Car il s’agit de faire revivre une ancienne ligne transversale, avec une modernisation des services et bien sûr de certains équipements. Or, on voit que Railcoop constitue un vrai puzzle, assemblant tronçons grandes lignes et petites lignes, électrifiés ou non, avec des gares parfois à revisiter de fond en comble. Le tout en partenariat forcé avec la SNCF, elle-même divisée en trois entités – Gares et Connexions, Réseau, matériel roulant. Nicolas reste sobre sur le niveau de coopération, on le comprend : il souligne toutefois la différence fondamentale de vision, sans exclure une convergence mais qui peut prendre du temps.
Ce qui m’a intéressé est la clé d’entrée sur la résilience territoriale, évoquée d’emblée par le directeur de Railcoop. Du maillage à la reliance et à la résilience, il n’y a qu’un pas. Et le rail pourrait, sans doute, tenir la comparaison face à la voiture (ou au car), à condition de prendre en compte l’ensemble de la chaîne de valeur et de s’assurer de l’attractivité globale du service ferroviaire par rapport à la route. Pour de l’inter-urbain, comme entre Lyon et Bordeaux, ça me semble tout à fait se défendre. Pour des liaisons de proximité, intra-départementale, le chemin sera plus long.

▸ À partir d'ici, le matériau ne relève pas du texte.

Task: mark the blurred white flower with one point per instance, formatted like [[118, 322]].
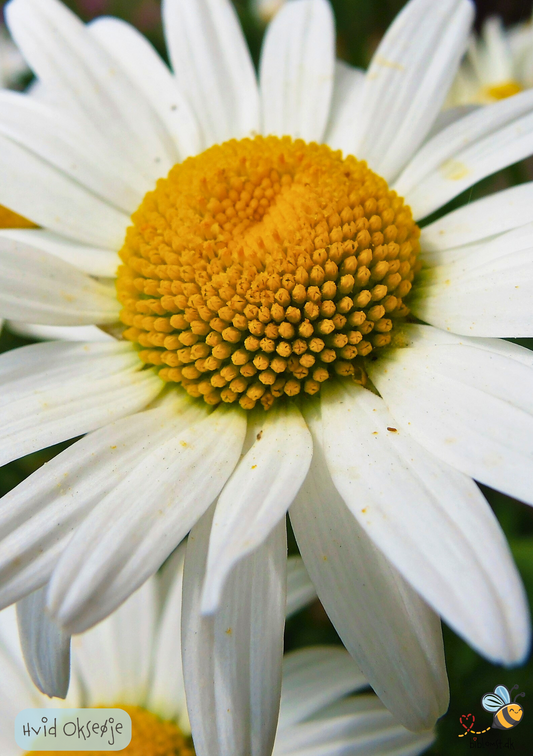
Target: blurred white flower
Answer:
[[498, 64], [265, 10], [132, 661]]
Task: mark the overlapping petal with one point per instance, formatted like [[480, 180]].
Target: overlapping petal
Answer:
[[297, 70], [470, 405], [431, 522], [67, 389], [141, 520], [258, 494], [391, 633], [213, 67], [407, 81], [232, 659]]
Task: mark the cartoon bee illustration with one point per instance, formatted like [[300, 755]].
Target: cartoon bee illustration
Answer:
[[506, 714]]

Dernière question transverse sur laquelle je vais vous laisser : quel doit être le degré d’ouverture du rail français à la concurrence ? Si Railcoop affiche un projet vertueux socialement et écologiquement, comment se comporteront d’autres acteurs privés au regard de la dimension territoriale ?
Damien
Les principaux points à retenir
- La vision de Railcoop est celle d’un territoire résilient et suffisamment maillé en termes de transports, avec une logique de proximité. Ce maillage ne peut se faire sans le ferroviaire, qui a fait la preuve de son efficacité en termes écologiques (notamment en consommation énergétique). Il peut aussi faciliter l’intermodalité avec les modes de déplacement doux dont le vélo, et enrichir les services territoriaux à travers les gares qui seraient des points relais important. Dans cette approche, Nicolas Debaisieux estime que chaque ville a intérêt à renforcer ses liens de proximité plutôt qu’avec Paris, par exemple.
- Railcoop porte un projet de ligne transversale Lyon-Bordeaux, traversant le Massif Central. Cela implique une forte coopération avec toutes les entités de la SNCF. Le retour de Nicolas est que le dialogue est réel mais pas toujours facile, car les “logiciels de pensée” sont très différents – la SNCF restant organisée en grandes zones “industrielles”, avec une forte centralisation parisienne décourageant la non-radialité. Résultat : une “recomposition” de la ligne transversale agrégeant des petites et grandes lignes, pas toujours électrifiées ; une approche plus complexe sur les gares à revitaliser ; et des négociations sur des rames d’occasion, elles aussi à réaménager.
- L’offre de Railcoop doit être conçue pour rendre le train attractif, notamment face à la voiture. Les prix seront ainsi calés sur le covoiturage (pour les premiers prix) avec une simplification de la grille. Les services à bords permettront notamment le transport de nombreux vélos. Et des espaces seront conçus en particulier pour une clientèle professionnelle.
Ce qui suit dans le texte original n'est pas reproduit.